Ein Vergleich zwischen Java3D, JMonkey und Xith wäre da sinniger da alle Engines sind. Vor ca 8 Jahren war Java3D ziehmlich tot, JMonkey für mich zu kompliziert und Xith gut. Das kann (und wird wahrscheinlich) heute anders seind.

Die Vor und achteile in der Verwendung von JOGL oder LWJGL kenn ich nicht.

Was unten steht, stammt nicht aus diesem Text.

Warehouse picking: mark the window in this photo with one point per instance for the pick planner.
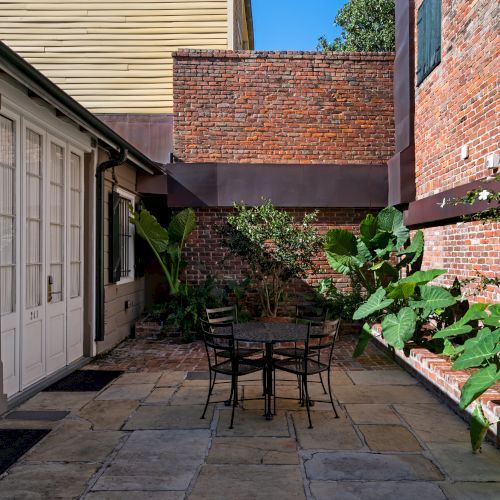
(429, 38)
(121, 237)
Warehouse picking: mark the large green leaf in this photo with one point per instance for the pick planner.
(478, 383)
(181, 226)
(340, 242)
(150, 229)
(368, 227)
(413, 251)
(398, 329)
(364, 337)
(479, 425)
(486, 346)
(390, 220)
(423, 277)
(432, 298)
(452, 331)
(376, 302)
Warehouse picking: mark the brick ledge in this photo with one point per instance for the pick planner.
(436, 371)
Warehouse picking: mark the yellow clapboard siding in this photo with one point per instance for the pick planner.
(113, 56)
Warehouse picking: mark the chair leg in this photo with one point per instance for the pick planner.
(306, 390)
(330, 392)
(210, 389)
(234, 390)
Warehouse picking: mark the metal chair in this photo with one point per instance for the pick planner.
(310, 363)
(224, 358)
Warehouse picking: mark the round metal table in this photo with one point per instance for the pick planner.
(270, 334)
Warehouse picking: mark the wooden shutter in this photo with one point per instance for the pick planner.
(429, 38)
(114, 237)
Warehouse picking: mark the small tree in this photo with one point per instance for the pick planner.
(367, 26)
(276, 247)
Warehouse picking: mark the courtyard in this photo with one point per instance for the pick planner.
(141, 436)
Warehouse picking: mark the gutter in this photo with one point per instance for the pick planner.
(14, 65)
(99, 246)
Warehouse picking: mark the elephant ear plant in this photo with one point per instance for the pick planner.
(413, 312)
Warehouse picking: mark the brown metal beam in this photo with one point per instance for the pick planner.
(287, 185)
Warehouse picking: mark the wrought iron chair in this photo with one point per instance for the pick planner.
(320, 339)
(224, 358)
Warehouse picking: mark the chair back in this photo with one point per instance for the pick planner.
(217, 344)
(222, 315)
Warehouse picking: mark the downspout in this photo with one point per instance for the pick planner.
(99, 295)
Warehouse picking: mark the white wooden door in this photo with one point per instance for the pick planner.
(56, 256)
(33, 364)
(9, 250)
(75, 251)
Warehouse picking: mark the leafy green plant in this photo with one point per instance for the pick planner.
(166, 243)
(276, 248)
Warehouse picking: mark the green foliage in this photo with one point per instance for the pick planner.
(276, 248)
(166, 244)
(368, 26)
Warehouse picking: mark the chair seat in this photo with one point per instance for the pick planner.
(248, 366)
(297, 366)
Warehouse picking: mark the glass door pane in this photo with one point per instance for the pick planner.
(76, 226)
(34, 201)
(7, 216)
(56, 221)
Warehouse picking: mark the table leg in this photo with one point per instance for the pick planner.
(269, 381)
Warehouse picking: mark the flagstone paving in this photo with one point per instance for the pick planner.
(142, 437)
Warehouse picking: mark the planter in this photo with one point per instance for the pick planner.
(435, 372)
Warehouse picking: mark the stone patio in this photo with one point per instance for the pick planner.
(141, 437)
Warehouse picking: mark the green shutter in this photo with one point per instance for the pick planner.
(429, 38)
(114, 237)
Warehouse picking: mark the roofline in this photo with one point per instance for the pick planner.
(24, 72)
(249, 19)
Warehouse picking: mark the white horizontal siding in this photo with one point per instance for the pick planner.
(112, 56)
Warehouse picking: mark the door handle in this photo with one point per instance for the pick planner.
(49, 288)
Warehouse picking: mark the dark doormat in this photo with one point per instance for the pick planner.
(14, 443)
(84, 380)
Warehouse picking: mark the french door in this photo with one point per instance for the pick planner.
(41, 214)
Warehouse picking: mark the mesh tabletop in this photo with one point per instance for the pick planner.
(270, 333)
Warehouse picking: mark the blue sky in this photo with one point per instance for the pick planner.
(293, 24)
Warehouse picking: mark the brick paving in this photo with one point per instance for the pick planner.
(150, 355)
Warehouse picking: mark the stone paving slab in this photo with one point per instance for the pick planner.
(328, 432)
(361, 466)
(171, 379)
(382, 377)
(71, 446)
(127, 392)
(248, 482)
(249, 423)
(47, 481)
(372, 414)
(383, 394)
(472, 491)
(253, 450)
(138, 378)
(434, 423)
(374, 490)
(160, 395)
(58, 401)
(458, 461)
(156, 460)
(135, 495)
(107, 415)
(169, 417)
(389, 438)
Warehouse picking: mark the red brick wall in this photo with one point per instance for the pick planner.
(458, 103)
(283, 107)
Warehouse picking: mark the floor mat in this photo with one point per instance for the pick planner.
(84, 380)
(14, 443)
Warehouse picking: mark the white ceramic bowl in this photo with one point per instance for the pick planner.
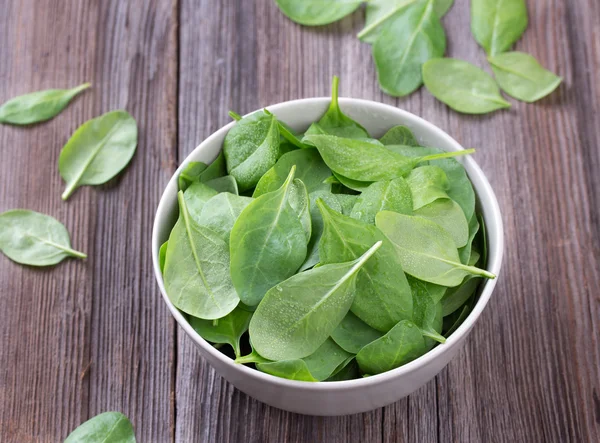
(343, 397)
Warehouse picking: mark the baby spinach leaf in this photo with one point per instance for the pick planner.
(522, 77)
(312, 256)
(383, 296)
(221, 211)
(251, 148)
(310, 168)
(294, 369)
(448, 215)
(162, 256)
(426, 250)
(38, 106)
(402, 344)
(465, 252)
(34, 239)
(427, 184)
(226, 183)
(391, 195)
(268, 244)
(317, 12)
(216, 169)
(190, 174)
(196, 196)
(228, 330)
(455, 298)
(108, 427)
(296, 316)
(462, 86)
(98, 150)
(335, 122)
(197, 277)
(458, 186)
(399, 135)
(299, 201)
(353, 334)
(346, 201)
(414, 36)
(348, 370)
(498, 24)
(359, 160)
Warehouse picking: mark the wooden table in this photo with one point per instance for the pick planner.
(91, 336)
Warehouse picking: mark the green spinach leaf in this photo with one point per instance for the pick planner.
(98, 150)
(228, 329)
(522, 77)
(462, 86)
(353, 334)
(498, 24)
(383, 296)
(38, 106)
(335, 122)
(363, 161)
(414, 36)
(426, 250)
(317, 12)
(391, 195)
(268, 244)
(108, 427)
(402, 344)
(251, 148)
(34, 239)
(197, 277)
(296, 316)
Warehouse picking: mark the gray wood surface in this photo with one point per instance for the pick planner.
(90, 336)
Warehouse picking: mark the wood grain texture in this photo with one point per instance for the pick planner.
(89, 336)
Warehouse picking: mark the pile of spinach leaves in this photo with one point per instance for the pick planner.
(327, 255)
(409, 44)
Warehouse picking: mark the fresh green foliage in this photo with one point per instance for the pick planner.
(498, 24)
(462, 86)
(402, 344)
(426, 250)
(335, 122)
(251, 148)
(197, 277)
(268, 244)
(391, 195)
(98, 150)
(34, 239)
(359, 160)
(383, 296)
(310, 168)
(38, 106)
(413, 36)
(353, 334)
(228, 329)
(296, 316)
(190, 174)
(317, 12)
(312, 265)
(522, 77)
(399, 135)
(108, 427)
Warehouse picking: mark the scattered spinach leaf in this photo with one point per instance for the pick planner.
(462, 86)
(38, 106)
(522, 77)
(98, 150)
(34, 239)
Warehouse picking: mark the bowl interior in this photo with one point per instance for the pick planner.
(377, 118)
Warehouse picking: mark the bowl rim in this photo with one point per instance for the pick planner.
(494, 261)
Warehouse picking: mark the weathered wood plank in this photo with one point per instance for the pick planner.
(88, 336)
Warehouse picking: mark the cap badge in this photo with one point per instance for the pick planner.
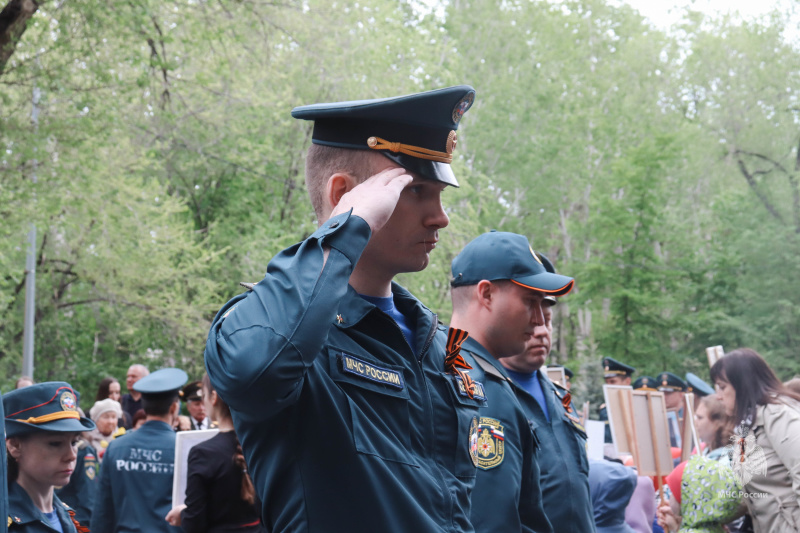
(68, 402)
(462, 106)
(452, 141)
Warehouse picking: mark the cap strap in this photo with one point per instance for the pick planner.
(60, 415)
(376, 143)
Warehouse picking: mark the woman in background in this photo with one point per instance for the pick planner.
(766, 454)
(105, 414)
(110, 388)
(220, 496)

Vielleicht wäre es da einfacher auf die jeweilige Hompage der Projekte zu gehen und dort mal ein wenig zu rechechieren.


----------



## doe300 (16. März 2011)

also Java3D und jMonkeyEngine kann man nur schwer vergleichen, da Java3D das minimalste bietet, dass sich noch 3D nennen kann, während jmonkeyengine sehr viel mehr Features bietet:
- sowohl JOGL als auch LWJGL als Basis nutzbar
- Animationen
- Shader (OpenGL)
- Material-System
- Resourcenmanagment + Caching von Daten (z.B. Modellen)
- volle jBullet-Integration (Physik)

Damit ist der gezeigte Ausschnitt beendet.